"Uma réstia de esperança" para a paz na Etiópia
29 de dezembro de 2021A Frente Popular de Libertação do Tigray (TPLF) garantiu recentemente numa carta enviada ao secretário-geral das Nações Unidas, António Guterres, que a retirada das suas tropas das regiões de Afar e de Amhara visava preparar caminhos para a cessação das hostilidades e abrir espaço para as conversações de paz.
No entanto, o governo do primeiro-ministro da Etiópia, Abiy Ahmed, minimizou o anúncio da retirada, que considera um truque da TPLF para encobrir a derrota esmagadora por parte do exército nacional.
O governo etíope afirmou, numa declaração divulgada na rede social Twitter, que as suas forças não farão mais avanços na região de Tigray. Mas advertiu que a decisão poderá ser anulada se "a soberania territorial" for ameaçada.
O analista Murithi Mutiga, do International Crisis Group, classifica a retirada da TPLF como "uma réstia de esperança" para o eventual fim da guerra civil, que assola a Etiópia há mais de 13 meses.
Caminho difícil para a paz
Mas os obstáculos para uma paz definitiva são ainda muitos, lembra Mutiga, devido à profunda desconfiança entre as partes em conflito.
O analista entende ainda que qualquer negociação da paz exige muitas cautelas por parte das autoridades etíopes para não provocar atritos com os aliados mais próximos, os Amhara, o segundo maior grupo étnico da Etiópia.
A região de Tigray e a região de Amhara, que faz fronteira com Tigray a sul, estão envolvidas há décadas numa disputa por terra.

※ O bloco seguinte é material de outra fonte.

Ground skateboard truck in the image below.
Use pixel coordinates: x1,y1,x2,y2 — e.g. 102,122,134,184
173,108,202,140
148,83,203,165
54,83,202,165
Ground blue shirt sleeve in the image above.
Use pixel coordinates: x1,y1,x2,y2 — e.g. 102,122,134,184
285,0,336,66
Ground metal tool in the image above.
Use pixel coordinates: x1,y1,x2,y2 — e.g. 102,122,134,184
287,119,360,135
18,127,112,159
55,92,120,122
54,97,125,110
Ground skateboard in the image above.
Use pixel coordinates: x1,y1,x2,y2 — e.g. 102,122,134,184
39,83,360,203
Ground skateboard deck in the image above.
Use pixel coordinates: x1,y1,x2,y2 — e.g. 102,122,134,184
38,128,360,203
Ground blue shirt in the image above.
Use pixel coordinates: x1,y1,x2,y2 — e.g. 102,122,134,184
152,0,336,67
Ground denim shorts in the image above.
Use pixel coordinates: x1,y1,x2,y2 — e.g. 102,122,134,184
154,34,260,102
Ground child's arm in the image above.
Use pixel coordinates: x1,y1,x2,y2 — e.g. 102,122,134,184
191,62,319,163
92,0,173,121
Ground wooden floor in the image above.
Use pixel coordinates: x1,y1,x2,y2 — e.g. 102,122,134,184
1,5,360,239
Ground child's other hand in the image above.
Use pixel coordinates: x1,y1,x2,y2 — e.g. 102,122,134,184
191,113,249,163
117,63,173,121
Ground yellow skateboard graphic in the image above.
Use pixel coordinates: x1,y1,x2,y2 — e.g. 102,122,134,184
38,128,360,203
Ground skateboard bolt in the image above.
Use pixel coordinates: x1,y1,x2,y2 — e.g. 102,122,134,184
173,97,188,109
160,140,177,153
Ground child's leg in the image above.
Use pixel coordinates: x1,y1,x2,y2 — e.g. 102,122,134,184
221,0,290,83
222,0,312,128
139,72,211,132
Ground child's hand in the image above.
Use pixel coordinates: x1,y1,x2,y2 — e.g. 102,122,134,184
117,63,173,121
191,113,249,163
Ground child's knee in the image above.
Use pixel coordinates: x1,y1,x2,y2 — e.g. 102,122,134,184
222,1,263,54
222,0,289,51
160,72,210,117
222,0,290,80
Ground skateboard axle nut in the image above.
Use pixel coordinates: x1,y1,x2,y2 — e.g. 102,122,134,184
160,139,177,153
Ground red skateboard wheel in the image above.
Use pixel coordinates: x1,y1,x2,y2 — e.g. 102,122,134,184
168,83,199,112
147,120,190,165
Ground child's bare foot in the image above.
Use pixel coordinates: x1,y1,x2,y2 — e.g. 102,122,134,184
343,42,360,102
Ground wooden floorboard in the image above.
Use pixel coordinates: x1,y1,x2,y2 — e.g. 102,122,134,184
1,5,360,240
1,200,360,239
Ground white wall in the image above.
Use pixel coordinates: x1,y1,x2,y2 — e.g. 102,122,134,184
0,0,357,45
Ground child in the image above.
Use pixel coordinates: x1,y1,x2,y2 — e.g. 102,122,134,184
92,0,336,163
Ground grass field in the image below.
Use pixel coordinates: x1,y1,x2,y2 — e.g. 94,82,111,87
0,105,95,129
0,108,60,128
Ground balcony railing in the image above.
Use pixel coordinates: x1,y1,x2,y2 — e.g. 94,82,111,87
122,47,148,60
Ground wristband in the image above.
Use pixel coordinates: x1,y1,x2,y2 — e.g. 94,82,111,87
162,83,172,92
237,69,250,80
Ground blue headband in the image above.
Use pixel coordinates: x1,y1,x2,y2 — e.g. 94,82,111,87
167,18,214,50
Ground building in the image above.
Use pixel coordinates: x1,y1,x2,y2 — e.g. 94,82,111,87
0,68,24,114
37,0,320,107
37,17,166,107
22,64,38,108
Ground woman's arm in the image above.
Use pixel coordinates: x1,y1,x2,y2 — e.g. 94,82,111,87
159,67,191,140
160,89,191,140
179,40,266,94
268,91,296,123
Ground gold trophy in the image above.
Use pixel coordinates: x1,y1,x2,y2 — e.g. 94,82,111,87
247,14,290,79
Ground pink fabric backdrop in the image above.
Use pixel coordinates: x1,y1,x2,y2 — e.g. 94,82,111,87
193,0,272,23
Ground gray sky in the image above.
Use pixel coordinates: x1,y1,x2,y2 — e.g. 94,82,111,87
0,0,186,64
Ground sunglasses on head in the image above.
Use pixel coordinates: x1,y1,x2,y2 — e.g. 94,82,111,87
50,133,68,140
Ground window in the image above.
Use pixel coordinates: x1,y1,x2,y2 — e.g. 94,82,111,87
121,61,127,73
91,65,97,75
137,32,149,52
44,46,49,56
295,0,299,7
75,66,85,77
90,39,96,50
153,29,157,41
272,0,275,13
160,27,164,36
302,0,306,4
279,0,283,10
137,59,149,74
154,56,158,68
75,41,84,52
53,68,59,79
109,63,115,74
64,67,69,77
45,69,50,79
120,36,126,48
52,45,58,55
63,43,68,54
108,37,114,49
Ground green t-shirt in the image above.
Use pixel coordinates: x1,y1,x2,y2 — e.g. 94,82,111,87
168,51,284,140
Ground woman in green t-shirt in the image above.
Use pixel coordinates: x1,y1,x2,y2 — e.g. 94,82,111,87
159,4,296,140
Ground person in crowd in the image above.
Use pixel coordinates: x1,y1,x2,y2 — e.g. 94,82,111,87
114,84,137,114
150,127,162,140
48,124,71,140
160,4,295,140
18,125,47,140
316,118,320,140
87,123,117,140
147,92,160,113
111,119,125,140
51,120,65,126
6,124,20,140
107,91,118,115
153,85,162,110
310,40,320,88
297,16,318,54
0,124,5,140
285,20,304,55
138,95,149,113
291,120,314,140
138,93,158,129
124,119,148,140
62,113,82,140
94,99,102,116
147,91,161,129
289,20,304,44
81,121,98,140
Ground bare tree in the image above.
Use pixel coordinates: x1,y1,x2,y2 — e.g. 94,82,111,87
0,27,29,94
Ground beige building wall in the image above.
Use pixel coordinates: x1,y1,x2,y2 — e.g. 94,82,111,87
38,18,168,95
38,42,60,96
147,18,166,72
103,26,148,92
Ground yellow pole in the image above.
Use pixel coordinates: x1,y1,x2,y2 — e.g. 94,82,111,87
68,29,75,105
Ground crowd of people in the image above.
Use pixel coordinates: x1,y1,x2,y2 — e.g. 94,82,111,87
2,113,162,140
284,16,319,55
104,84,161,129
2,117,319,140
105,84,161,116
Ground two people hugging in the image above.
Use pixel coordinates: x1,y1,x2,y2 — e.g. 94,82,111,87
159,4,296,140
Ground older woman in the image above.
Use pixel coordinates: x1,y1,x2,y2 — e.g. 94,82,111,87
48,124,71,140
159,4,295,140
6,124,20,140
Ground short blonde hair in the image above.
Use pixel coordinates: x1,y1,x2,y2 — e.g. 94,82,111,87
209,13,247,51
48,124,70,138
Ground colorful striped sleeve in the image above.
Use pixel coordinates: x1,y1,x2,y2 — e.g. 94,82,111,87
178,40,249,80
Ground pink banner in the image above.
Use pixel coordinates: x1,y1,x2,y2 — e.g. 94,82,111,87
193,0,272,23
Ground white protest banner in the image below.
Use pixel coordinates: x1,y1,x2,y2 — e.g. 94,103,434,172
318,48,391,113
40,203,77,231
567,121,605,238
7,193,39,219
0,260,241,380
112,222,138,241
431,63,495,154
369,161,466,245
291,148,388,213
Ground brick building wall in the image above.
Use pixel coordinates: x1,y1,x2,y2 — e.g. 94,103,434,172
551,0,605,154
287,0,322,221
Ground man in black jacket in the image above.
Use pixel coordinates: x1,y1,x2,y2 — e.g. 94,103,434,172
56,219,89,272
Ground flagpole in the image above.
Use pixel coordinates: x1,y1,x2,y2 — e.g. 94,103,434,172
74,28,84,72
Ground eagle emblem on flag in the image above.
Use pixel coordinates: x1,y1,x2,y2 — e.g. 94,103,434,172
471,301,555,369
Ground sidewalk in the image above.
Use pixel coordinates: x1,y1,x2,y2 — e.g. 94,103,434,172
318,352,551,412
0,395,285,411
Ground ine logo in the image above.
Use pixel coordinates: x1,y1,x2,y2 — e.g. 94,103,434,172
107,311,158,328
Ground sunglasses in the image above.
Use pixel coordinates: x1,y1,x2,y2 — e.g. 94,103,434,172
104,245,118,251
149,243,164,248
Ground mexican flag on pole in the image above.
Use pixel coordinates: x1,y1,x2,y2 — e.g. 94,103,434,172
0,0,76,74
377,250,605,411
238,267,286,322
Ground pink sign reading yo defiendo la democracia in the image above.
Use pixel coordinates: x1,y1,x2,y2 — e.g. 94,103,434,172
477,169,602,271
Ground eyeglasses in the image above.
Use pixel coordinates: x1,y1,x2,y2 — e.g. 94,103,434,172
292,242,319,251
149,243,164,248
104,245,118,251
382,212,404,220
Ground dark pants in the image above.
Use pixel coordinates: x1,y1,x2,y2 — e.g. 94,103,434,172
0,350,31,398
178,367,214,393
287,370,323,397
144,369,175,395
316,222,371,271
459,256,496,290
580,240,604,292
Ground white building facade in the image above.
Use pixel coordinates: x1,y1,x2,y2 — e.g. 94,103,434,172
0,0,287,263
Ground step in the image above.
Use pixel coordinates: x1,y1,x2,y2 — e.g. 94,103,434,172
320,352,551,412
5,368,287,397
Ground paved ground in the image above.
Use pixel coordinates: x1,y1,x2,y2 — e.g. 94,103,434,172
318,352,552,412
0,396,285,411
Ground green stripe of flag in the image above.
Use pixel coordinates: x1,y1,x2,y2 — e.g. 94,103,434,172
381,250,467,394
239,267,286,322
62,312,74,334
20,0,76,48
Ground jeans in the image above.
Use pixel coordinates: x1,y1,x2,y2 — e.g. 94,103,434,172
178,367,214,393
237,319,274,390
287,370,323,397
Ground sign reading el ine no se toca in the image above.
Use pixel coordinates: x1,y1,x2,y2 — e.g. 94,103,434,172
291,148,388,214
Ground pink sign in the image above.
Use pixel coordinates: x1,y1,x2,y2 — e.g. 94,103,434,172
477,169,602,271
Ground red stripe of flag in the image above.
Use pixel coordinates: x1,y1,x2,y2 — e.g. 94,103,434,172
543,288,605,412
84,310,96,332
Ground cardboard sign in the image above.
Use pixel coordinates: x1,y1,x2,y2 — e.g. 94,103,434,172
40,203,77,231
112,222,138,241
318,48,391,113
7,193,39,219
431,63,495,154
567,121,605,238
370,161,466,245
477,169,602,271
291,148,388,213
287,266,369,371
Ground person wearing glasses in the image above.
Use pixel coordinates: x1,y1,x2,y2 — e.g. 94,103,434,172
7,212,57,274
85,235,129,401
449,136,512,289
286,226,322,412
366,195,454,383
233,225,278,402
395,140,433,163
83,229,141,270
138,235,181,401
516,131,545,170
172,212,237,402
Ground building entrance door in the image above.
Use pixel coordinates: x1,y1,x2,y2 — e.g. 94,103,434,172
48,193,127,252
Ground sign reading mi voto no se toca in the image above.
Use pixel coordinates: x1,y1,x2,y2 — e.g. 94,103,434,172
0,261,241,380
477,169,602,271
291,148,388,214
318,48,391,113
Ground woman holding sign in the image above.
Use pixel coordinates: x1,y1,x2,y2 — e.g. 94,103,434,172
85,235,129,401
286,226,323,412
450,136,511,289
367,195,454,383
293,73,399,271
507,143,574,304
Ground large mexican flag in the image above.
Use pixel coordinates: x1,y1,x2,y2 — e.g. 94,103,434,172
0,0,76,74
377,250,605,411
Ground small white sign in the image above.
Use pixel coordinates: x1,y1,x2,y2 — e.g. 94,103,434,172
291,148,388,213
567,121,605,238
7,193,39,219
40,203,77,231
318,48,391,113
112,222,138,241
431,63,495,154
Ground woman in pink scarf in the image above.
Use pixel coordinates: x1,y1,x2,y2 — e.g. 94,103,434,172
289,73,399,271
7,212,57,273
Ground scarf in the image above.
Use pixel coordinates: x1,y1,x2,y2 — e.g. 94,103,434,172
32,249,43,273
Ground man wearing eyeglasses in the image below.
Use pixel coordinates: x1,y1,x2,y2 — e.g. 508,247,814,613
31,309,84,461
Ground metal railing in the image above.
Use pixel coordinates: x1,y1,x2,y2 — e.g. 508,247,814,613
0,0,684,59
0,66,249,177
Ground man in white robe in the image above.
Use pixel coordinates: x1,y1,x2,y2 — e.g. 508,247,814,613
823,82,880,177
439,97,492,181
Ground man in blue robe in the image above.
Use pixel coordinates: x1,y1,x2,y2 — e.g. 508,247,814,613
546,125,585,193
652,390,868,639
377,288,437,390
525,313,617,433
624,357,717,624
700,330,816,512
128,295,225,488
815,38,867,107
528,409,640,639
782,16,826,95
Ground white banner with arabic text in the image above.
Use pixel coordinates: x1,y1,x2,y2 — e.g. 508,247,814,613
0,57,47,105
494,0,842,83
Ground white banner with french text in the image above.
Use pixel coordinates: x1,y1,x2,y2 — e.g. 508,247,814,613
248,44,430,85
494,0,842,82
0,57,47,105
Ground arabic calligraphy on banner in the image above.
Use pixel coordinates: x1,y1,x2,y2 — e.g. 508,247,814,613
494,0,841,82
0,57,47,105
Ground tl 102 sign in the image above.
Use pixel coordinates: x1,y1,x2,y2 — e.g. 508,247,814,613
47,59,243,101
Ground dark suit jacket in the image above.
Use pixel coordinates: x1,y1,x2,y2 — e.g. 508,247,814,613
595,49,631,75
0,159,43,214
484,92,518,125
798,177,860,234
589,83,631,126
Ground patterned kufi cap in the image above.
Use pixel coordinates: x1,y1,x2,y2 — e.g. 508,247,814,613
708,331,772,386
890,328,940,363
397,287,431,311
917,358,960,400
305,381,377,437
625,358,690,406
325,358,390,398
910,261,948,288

Para cada um destes aliados, qualquer tentativa de negociação com o TPLF pode ser considerada uma traição.
O papel da Eritreia
O mesmo se aplica à Eritreia, que tem sido uma forte apoiante do primeiro-ministro desde o início do conflito, em novembro de 2020, mesmo que ambas as partes tenham inicialmente tentado esconder o envolvimento das tropas eritreias no conflito.
Abiy recebeu o Prémio Nobel da Paz de 2019 por ter feito as pazes com a Eritreia, o inimigo de longa data do seu país.
Tal como Abiy, o Presidente da Eritreia Isaias Afwerki encara a TPLF como uma ameaça ao seu domínio do poder. Também vê Tigray como um refúgio para os dissidentes refugiados da Eritreia.
A questão da Eritreia é das mais difíceis, explica à DW o analista Murithi Mutiga. "A Eritreia preferiria ver os líderes militares do Tigray derrotados a todo custo. Por isso, o Governo etíope tem de ser cauteloso para evitar a desintegração do Estado", alerta.
Apelos à pressão internacional
Neste momento, multiplicam-se os apelos para o aumento da pressão internacional sobre as partes envolvidas no conflito para um cessar-fogo e garantir as negociações de paz no país.
Mas há quem olhe para o conflito como um assunto interno, como a China e Rússia, dois dos cinco membros permanentes do Conselho de Segurança das Nações Unidas.
Os aliados estrangeiros da Etiópia, como o Irão, a Turquia e a Arábia Saudita, forneceram recentemente drones e outro equipamento militar para as forças governamentais, que contribuíram largamente para as recentes derrotas do TPLF.
Assim sendo, Murithi Mutiga acredita que o fim do conflito em Tigray não é prioritário para estas potências. "A Etiópia é um país altamente estratégico. Está envolvido não só no Corno de África, mas também na política sobre o Mar Vermelho, das águas do rio Nilo. É também o segundo país mais populoso de África e um dos países que tem um grande potencial económico", explica o analista.
Economia estagnada
Depois de mais de um ano de guerra, a economia da Etiópia atravessa grandes dificuldades. Em outubro, a inflação homóloga situou-se nos 34% e os preços dos alimentos atingiram um pico de 41% no mesmo mês.
Dados das Nações Unidas apontam que 22 milhões de etíopes necessitarão de assistência humanitária em 2022.
O conflito em Tigray já provocou morte de vários milhares de pessoas e fez mais de dois milhões de deslocados, deixando ainda centenas de milhares de etíopes em condições de quase fome, de acordo com a ONU.